I can't tell you the number of times I've been in discussions about why student groups are as ineffective as they are, and the only conclusion I can come to is that it's not the institution's fault, it's the students' fault. We've become exceptionally bad at acting on our problems. We're great at talking about them (and even talking about talking about them), but when it comes to solving them, we freeze up like a deer in headlights, patiently waiting for injury instead of doing something proactive.
You might think that I'm trying to make some critical commentary about the kinds of activism students engage in today. Our generation's activism is a different kind of activism than our parents'. But activism is still comprised of both discussion and action no matter how you do it. We're just exceptionally poor at using the institutional channels at our disposal as vehicles for action on the issues we presumably care about.
This inefficacy truly comes into view in the ongoing sexual assault debate that campus is having. We have guest speakers like Jackson Katz, who came to campus last Tuesday give the same messages "men should break their silence on the issue," "we need to change how we talk about this issue" and then we publish a nice news piece about them in The Dartmouth and leave it at that.
It's not as though we're not trying to find a solution isn't that the point of the countless campus discussions we have on the issue?
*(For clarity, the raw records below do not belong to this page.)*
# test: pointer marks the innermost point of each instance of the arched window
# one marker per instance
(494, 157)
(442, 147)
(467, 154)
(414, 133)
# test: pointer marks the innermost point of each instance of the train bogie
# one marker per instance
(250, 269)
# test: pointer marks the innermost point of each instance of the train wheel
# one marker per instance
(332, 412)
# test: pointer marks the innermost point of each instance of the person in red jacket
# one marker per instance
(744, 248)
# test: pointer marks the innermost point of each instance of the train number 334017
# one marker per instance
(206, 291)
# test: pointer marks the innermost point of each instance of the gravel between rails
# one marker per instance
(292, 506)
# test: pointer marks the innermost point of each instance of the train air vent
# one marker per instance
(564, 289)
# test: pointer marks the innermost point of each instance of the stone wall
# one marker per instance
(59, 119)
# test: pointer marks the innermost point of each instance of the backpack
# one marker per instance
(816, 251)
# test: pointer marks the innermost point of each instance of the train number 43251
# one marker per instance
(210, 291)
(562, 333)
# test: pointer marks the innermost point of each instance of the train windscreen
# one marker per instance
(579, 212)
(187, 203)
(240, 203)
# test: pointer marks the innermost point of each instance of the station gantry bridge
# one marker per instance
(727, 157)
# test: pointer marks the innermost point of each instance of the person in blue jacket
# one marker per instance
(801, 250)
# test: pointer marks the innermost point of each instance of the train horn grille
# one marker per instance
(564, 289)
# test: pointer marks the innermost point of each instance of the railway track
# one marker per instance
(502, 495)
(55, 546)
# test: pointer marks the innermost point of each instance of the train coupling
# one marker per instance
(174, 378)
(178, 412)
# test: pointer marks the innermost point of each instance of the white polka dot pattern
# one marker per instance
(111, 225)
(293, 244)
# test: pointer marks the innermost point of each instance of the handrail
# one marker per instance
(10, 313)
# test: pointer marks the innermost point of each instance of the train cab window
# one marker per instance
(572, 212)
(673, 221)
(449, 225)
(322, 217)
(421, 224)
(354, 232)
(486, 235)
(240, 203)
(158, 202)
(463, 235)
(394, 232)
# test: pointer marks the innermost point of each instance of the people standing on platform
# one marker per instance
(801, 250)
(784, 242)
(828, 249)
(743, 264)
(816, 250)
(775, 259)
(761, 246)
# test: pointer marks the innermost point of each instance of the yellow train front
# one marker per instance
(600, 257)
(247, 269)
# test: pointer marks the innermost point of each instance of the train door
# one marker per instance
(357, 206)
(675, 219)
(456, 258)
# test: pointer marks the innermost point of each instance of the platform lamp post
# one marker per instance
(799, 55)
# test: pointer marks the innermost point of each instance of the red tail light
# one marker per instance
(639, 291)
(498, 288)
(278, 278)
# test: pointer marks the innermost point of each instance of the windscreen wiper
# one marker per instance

The problem is that we aren't looking for solutions in the right place. Student and administrative leaders maintain a vain and desperate hope that one of these discussions will yield an epiphany that will solve all of our problems. How many forums do we need to have before the community figures out that's not how this problem is going to be solved (assuming the problem is solvable in the first place)? The student body fundamentally doesn't know how to act on the issue of sexual assault.
Instead of waiting for an idea to spontaneously emerge out of the vacuum, why don't we task an Assembly committee (or other existing and relevant administrative body) with generating ideas? And I don't mean how Assembly usually does it, with the subcommittee getting a 24-month mandate and publishing a two page report at the end. The members should come up with a solution and bring it back to the student body quickly, at which point we will either vote for or against it, or make amendments to it until it is favorable. Any child could tell you that's how a government works. Lawmakers don't wait for constituents to bring brilliant ideas for bills before them. These days, citizen-inspired legislation is more of a heartwarming ideal than an accurate description of reality.
The College has taught us to become much better debaters than doers. I won't pretend to speculate on why that is, but the evidence is right there in front of us. So please, Student Assembly, I'm begging you to stop orchestrating the discussion that we no longer need and start orchestrating some problem solving.